Brocklands Adventure Park
- Interactive map of Brocklands Adventure Park
- Location: Kilkhampton, Bude, Cornwall, United Kingdom
- Coordinates: 50°52′32″N 4°29′16″W﻿ / ﻿50.875470°N 4.487853°W
- Opened: 1977
- Closed: 2007
- Owner: Vanstone family
- Operating season: March – November

= Brocklands Adventure Park =

Former amusement park in Kilkhampton, Cornwall

Brocklands Adventure Park was a family run leisure park situated near Bude in Cornwall.

==History==
The park was established in 1977 originally as a Tearoom and shop but quickly grew in the 1980s with the addition of a large car park and 15 in (381 mm) gauge railway with a diesel driven train. The expansion included ponds, slides and a pony ride track. In 1987 additions were made including bouncy castle, trampolines, bumper boats and quad bikes. The park became known as Pixieland Fun Park. In 1997 a steam train replaced the diesel train and in 2000 the name of the park was changed to Brocklands Adventure Park.

==Design==
The park itself was split into two parts with the main road dividing the rides to the south and the indoor activities, kids outdoor activities and cafe to the north of the road. The indoor multi-activity centre was known ‘Undercover Playland' and the rides era was known as ‘Upper Valley Adventureland'. There was also a 4 lane bowling alley known as 'Brock Bowl".

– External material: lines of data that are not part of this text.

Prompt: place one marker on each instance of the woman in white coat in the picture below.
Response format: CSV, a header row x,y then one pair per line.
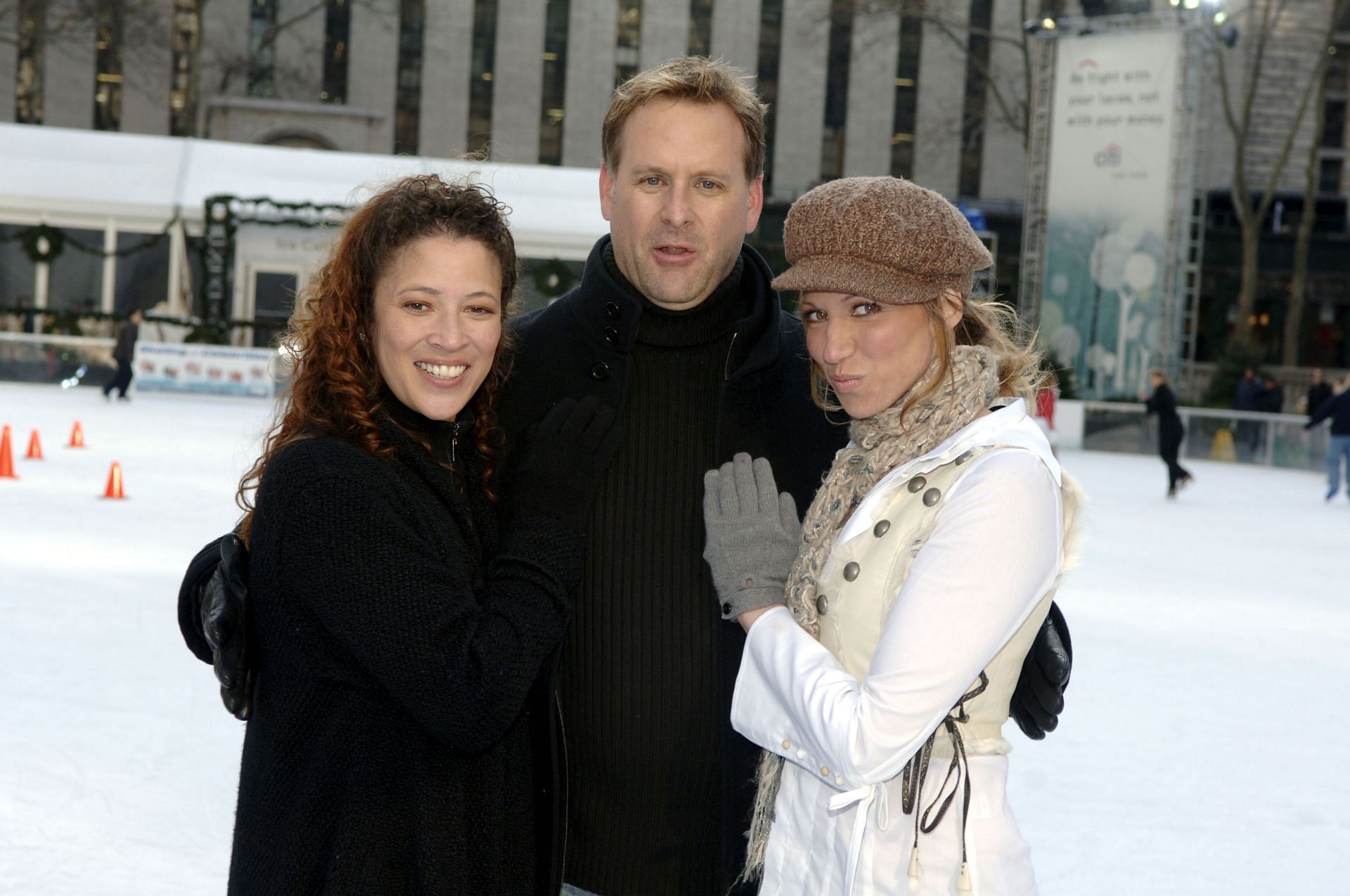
x,y
918,578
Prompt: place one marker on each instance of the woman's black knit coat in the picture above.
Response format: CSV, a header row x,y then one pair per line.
x,y
400,729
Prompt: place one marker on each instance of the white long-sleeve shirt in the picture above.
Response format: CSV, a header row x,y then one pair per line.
x,y
994,554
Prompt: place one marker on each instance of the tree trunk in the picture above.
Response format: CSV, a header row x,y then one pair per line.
x,y
1303,245
1248,289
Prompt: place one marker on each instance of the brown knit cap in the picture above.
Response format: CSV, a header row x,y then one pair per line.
x,y
883,238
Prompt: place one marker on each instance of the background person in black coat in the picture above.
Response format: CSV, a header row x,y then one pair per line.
x,y
1337,409
1164,404
399,730
122,353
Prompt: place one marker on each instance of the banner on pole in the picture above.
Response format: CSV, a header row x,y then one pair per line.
x,y
1109,202
204,370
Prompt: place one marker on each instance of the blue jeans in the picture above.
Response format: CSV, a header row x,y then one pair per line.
x,y
1338,448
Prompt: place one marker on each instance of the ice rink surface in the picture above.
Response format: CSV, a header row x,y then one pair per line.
x,y
1204,751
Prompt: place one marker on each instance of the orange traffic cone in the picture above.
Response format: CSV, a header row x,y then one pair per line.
x,y
114,489
6,456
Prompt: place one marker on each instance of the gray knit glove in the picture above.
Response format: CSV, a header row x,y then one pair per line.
x,y
752,535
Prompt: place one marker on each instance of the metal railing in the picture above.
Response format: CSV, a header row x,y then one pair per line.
x,y
1237,436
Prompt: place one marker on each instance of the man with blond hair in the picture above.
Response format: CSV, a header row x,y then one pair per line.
x,y
676,327
674,324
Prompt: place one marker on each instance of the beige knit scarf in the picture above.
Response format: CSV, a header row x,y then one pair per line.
x,y
880,444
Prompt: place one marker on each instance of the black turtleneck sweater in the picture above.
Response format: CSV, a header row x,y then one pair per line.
x,y
643,727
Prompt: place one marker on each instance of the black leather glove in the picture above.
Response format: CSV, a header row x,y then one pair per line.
x,y
563,459
224,601
1039,698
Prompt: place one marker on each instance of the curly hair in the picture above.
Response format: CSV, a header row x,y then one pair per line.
x,y
337,388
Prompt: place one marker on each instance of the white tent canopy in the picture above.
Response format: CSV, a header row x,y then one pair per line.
x,y
69,177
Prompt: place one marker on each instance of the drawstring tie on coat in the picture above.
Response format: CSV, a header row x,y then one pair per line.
x,y
911,787
915,772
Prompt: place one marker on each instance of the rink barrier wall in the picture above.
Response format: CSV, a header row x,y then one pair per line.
x,y
1235,436
205,370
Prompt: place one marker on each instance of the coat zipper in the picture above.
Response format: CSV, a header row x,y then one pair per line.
x,y
726,368
562,729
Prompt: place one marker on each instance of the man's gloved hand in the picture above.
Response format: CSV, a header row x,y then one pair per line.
x,y
563,457
1039,698
752,535
224,598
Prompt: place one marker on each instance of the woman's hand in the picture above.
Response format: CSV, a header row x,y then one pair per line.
x,y
752,536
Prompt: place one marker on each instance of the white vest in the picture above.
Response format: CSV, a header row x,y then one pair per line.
x,y
863,576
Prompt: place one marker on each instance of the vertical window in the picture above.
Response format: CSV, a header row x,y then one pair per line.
x,y
27,85
629,39
1334,124
701,27
836,89
555,83
412,14
972,115
481,77
262,51
337,34
75,278
186,42
1329,176
771,38
906,98
107,72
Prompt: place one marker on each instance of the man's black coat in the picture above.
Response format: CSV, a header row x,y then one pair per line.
x,y
582,346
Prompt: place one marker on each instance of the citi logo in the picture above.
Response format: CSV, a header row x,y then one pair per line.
x,y
1110,157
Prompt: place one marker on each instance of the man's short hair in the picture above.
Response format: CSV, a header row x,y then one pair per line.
x,y
695,80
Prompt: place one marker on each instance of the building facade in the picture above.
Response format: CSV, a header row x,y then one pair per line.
x,y
934,91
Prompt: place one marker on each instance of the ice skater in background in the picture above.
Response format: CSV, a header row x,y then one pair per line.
x,y
921,574
1338,448
1164,404
123,353
400,734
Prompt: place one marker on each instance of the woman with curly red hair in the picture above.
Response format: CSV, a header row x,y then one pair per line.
x,y
399,733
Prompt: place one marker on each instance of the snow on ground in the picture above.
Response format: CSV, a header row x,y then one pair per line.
x,y
1204,751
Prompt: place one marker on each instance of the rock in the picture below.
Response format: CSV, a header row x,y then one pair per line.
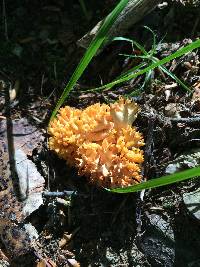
x,y
157,242
192,202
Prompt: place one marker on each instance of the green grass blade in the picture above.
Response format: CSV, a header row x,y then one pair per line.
x,y
91,51
174,77
179,53
157,182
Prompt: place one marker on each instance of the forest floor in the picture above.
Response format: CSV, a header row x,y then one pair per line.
x,y
63,220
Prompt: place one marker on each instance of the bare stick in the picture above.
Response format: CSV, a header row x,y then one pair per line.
x,y
133,12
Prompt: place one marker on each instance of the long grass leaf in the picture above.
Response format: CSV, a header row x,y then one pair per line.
x,y
91,51
157,182
179,53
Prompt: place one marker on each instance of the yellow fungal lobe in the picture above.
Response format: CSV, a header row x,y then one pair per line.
x,y
101,142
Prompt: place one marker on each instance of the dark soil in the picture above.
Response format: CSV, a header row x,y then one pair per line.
x,y
38,53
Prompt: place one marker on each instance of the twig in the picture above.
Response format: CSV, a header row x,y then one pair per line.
x,y
4,18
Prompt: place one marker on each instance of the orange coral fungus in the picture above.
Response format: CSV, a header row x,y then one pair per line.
x,y
100,142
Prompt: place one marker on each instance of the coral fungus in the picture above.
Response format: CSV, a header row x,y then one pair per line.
x,y
101,142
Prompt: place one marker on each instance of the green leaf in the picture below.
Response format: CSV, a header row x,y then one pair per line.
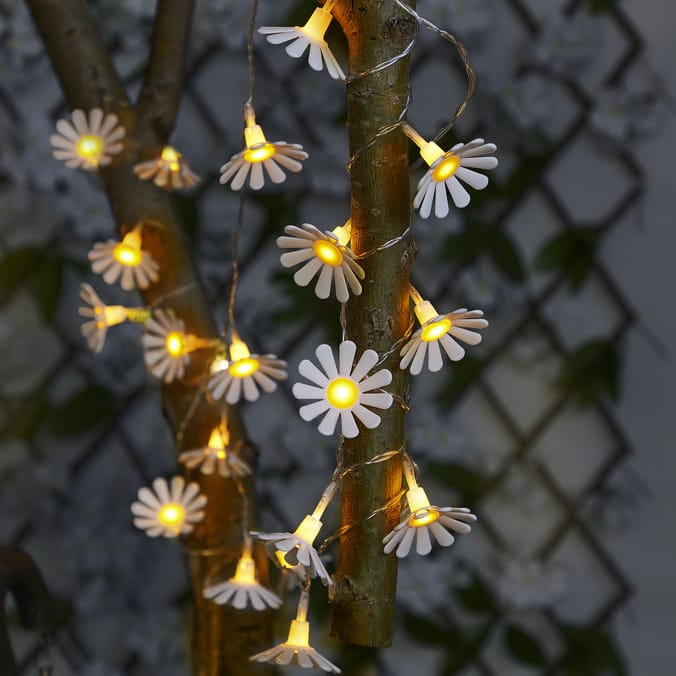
x,y
523,647
572,253
591,371
46,285
506,255
591,652
462,375
83,411
16,266
477,597
470,484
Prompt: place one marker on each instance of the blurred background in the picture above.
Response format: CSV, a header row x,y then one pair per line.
x,y
556,430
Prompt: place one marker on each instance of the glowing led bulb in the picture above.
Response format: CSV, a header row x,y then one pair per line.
x,y
327,253
89,147
175,343
342,393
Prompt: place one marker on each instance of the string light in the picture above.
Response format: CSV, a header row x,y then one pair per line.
x,y
323,253
291,550
309,35
167,347
87,141
446,171
168,510
125,261
424,518
343,391
216,456
244,373
259,154
243,588
296,650
169,171
439,330
104,316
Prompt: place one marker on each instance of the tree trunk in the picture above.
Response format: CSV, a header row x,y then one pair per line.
x,y
363,600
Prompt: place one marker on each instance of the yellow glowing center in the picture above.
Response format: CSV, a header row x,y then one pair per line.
x,y
127,255
259,154
243,367
447,167
175,343
89,147
171,515
327,252
423,517
342,393
435,330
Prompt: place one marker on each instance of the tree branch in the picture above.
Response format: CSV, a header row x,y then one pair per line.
x,y
158,102
363,601
222,638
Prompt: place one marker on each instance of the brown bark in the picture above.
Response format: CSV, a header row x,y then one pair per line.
x,y
364,596
222,638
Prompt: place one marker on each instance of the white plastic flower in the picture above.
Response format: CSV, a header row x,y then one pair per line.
x,y
243,589
343,391
296,650
167,347
125,261
325,251
103,316
169,171
87,142
447,170
259,154
441,330
168,510
296,549
423,519
312,35
244,373
216,456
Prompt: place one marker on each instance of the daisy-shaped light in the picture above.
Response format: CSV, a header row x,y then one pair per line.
x,y
244,373
102,316
169,171
167,347
216,456
423,518
296,650
295,551
446,171
312,35
438,330
343,391
125,261
243,589
259,154
87,142
325,251
168,510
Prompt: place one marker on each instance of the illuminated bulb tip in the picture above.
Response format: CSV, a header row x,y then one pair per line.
x,y
423,517
175,343
243,367
89,147
171,515
259,154
446,168
342,393
436,330
327,253
127,255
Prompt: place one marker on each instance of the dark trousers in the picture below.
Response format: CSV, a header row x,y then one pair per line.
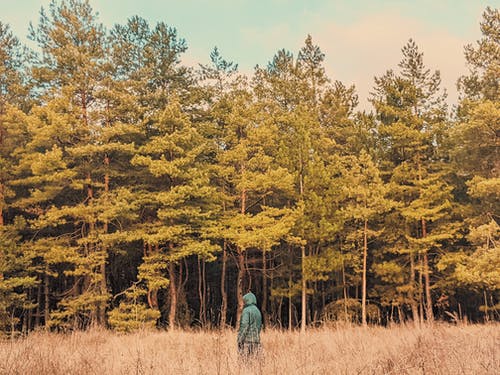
x,y
249,349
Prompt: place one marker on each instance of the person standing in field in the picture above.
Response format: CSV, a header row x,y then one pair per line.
x,y
250,326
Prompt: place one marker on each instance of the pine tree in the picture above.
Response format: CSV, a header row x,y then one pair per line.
x,y
411,110
475,152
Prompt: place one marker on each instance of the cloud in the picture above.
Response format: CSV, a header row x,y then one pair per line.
x,y
358,51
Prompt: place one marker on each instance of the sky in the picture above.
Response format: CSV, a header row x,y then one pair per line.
x,y
360,38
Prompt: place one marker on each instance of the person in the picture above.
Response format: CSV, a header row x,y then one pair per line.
x,y
250,326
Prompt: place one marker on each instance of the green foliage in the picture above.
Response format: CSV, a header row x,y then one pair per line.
x,y
130,183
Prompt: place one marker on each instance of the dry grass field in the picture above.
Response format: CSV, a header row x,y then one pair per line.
x,y
441,349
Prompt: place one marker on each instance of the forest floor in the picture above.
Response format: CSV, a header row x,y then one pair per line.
x,y
437,349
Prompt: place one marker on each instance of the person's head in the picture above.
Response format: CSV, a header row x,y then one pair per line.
x,y
249,299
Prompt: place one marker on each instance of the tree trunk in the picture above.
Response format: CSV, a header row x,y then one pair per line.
x,y
104,285
239,286
290,318
47,299
413,302
420,288
241,261
428,297
38,305
304,292
264,288
363,288
202,291
223,290
173,296
1,203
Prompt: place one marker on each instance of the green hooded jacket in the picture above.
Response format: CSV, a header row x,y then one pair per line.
x,y
250,322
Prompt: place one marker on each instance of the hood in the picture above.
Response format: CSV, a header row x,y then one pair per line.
x,y
249,299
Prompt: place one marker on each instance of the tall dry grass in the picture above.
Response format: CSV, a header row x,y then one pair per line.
x,y
440,349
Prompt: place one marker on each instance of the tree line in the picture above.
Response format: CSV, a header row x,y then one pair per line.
x,y
135,190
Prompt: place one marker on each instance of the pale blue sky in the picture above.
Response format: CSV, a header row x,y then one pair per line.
x,y
361,38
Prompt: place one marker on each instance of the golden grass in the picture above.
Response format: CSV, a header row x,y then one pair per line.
x,y
440,349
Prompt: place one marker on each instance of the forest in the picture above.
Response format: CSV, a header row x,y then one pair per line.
x,y
137,191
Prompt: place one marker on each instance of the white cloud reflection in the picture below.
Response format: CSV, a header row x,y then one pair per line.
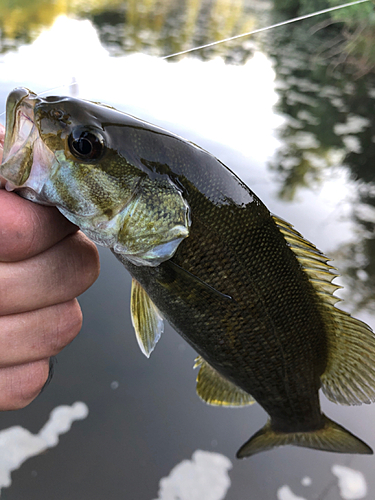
x,y
18,444
205,476
230,104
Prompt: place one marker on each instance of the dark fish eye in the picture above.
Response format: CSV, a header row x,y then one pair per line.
x,y
57,114
86,144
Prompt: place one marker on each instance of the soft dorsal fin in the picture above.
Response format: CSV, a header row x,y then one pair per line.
x,y
146,318
349,377
216,390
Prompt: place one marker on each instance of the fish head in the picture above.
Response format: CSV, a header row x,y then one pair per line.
x,y
74,154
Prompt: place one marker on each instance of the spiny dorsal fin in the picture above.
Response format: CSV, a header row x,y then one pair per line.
x,y
217,390
146,319
349,377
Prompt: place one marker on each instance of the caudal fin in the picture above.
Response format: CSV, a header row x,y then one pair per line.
x,y
331,437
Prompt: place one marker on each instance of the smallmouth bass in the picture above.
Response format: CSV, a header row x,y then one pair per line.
x,y
246,290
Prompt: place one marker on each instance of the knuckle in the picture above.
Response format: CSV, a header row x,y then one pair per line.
x,y
68,325
21,384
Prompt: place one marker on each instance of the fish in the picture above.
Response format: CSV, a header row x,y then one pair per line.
x,y
242,286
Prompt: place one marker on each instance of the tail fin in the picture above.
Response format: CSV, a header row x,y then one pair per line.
x,y
331,437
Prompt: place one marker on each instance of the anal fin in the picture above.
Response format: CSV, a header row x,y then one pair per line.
x,y
331,437
216,390
146,318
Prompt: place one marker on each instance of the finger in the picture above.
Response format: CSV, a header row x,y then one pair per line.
x,y
58,275
27,228
39,334
20,384
2,135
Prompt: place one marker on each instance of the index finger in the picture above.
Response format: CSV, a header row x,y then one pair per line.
x,y
27,229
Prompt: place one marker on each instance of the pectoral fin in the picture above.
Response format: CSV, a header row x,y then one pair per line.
x,y
217,390
146,318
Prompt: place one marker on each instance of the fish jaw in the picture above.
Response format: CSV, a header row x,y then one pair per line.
x,y
26,159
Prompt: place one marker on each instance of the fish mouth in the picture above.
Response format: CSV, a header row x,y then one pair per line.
x,y
20,135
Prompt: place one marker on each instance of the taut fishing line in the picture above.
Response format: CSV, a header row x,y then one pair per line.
x,y
242,35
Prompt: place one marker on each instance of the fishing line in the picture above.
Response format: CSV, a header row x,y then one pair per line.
x,y
259,30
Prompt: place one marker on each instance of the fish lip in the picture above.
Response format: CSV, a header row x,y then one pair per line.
x,y
20,130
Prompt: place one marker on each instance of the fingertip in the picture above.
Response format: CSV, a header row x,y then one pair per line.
x,y
21,384
27,228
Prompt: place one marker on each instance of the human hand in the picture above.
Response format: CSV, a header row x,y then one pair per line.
x,y
45,262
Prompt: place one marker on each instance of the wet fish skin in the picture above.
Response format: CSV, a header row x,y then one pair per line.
x,y
208,254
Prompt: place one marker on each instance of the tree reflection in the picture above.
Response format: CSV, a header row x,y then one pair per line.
x,y
158,27
329,112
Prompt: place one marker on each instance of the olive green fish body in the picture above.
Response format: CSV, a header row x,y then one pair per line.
x,y
263,330
249,293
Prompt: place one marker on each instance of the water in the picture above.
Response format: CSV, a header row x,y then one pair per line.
x,y
285,113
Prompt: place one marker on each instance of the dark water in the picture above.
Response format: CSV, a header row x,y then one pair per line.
x,y
292,114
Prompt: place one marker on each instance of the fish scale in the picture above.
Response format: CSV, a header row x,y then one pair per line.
x,y
247,291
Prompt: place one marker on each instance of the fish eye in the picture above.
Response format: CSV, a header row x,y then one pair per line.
x,y
86,144
57,114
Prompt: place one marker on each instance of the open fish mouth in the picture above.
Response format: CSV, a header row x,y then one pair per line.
x,y
26,159
20,135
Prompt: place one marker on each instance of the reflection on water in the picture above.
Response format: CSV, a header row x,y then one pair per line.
x,y
351,484
327,134
328,127
205,476
157,27
18,444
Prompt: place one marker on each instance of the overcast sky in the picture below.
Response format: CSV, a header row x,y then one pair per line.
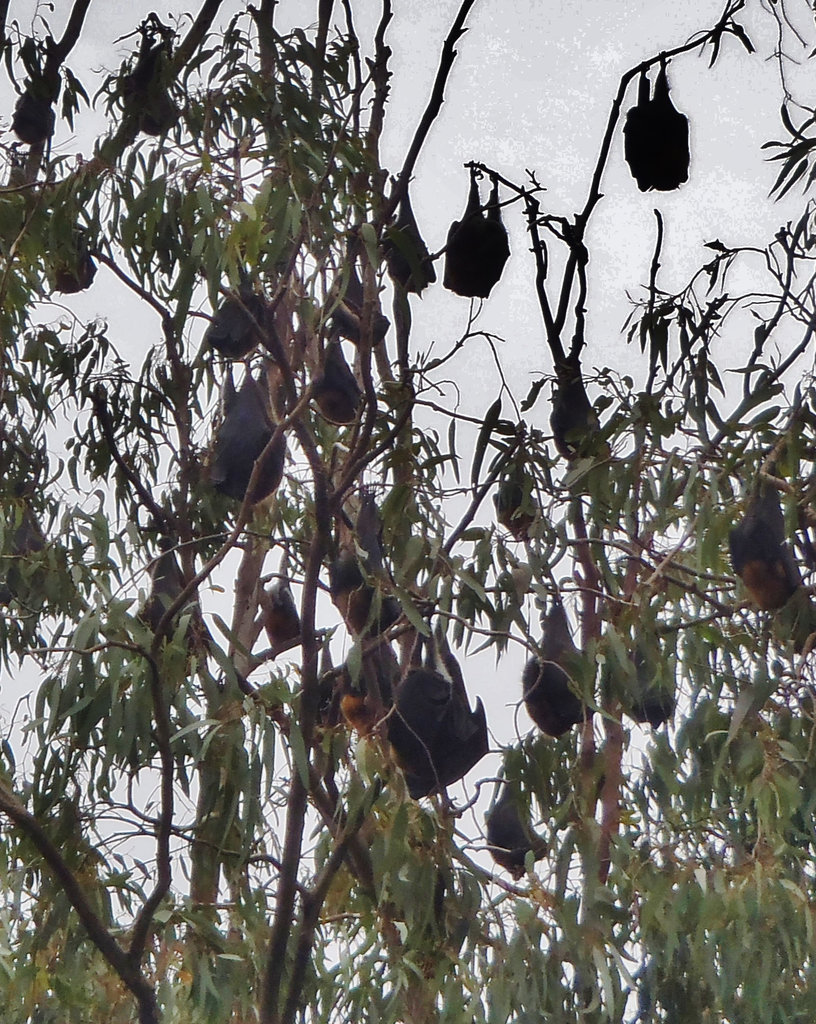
x,y
531,88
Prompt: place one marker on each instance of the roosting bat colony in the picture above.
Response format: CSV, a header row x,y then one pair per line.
x,y
418,702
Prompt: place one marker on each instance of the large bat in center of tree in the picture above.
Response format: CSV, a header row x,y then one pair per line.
x,y
435,735
655,138
760,554
477,247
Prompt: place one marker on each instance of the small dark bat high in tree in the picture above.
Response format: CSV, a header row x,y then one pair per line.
x,y
27,539
573,421
405,253
167,584
336,391
549,698
34,119
76,272
146,98
515,507
435,736
510,839
652,700
477,247
281,617
358,602
761,556
655,138
366,700
238,325
241,439
347,314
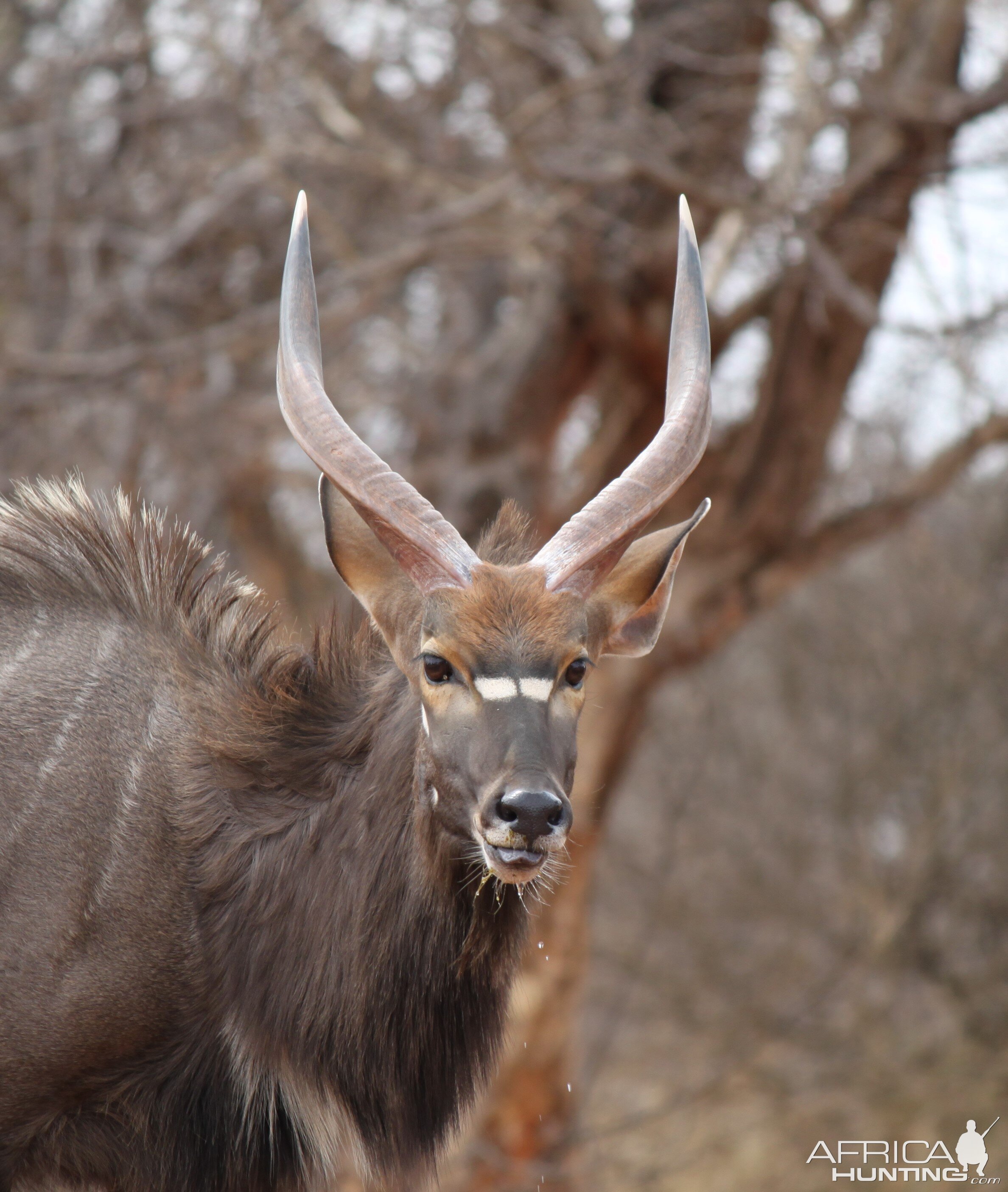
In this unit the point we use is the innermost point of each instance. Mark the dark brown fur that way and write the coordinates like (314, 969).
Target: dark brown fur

The park closed after in 2007 season because the owners Sue and Dennis Vanstone retired. The diesel locomotive, known as 'Pioneer' was given to Sherwood Forest Railway and the steam locomotive was returned to the Exmoor Steam Railway before being sold to the Lappa Valley Railway in 2015. Another park in the area, Killarney Springs, closed the year prior.